なんでも最初の一週間が過ぎた日曜だつたと思ひます。私は、絵の具の買ひ足しにいつて、外から帰つてくると、そのモデルはこちらへ横顔を見せて、出窓のところへぢつと坐つてゐるんです。
よく電車の中などで、人に見られてゐることを少しも意識してゐないやうに見える女性の、自由な開放せられた美しさや、また反対に、女性が持つてゐる肉体的な無意識の嫌悪や謙譲や羞恥が反つて、肉感的な吸引力になつてゐることを、屡々見かけます。
また人が誰にも見られないで、たつた一人で何かしてゐるのを覗き見ることに悪魔的な喜びを感じることがあります。ことにそれが女性である場合、眠つてゐない限り、何等かの不思議な美しさを見せてくれるものです。丁度そんな機会だつたのです。

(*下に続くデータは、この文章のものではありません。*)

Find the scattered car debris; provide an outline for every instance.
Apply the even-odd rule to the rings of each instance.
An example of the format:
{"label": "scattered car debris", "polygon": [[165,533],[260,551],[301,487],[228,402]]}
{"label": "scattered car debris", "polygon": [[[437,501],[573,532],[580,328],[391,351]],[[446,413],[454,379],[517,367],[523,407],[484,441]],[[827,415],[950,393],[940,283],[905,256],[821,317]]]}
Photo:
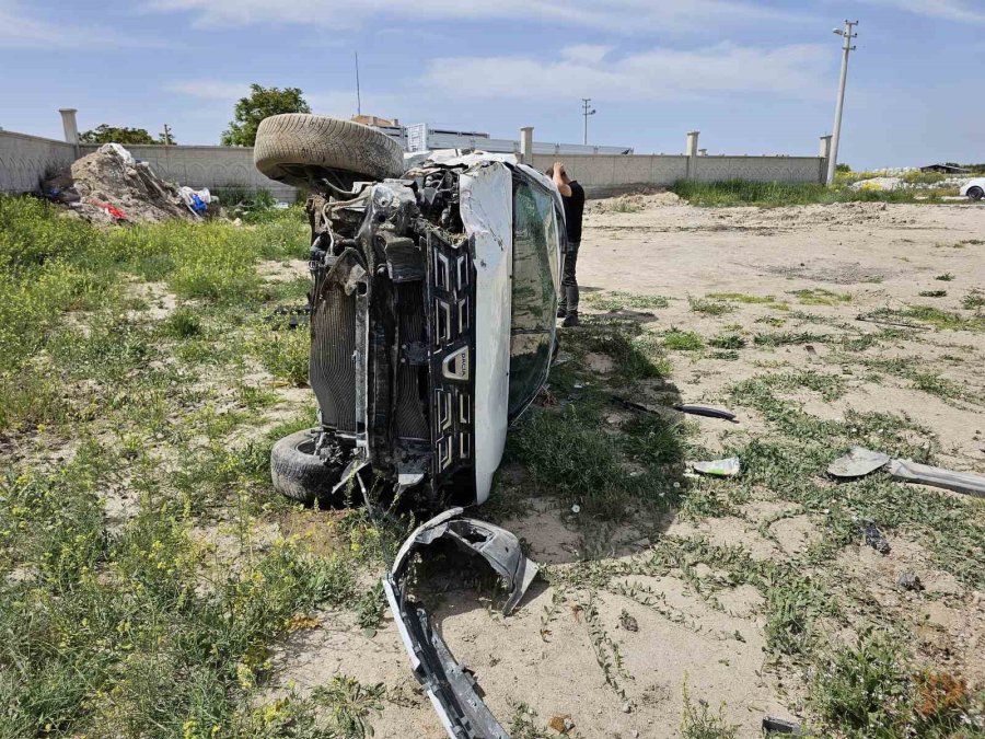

私は庭の方から窓の下へ歩みよつて、ガラス戸の外からモデル娘を覗いて見ました。娘は一生懸命に前髪の毛を指で引張つてゐるのです。それをどうするつもりなのか見てゐると、その髪の毛を鼻の上まで持つてきてそれを眼で見てゐるんです。自然両方の眸がまん中へ寄つて、仁木弾正が忍びの術を使つてゐる時の、その眼をしてゐるんです。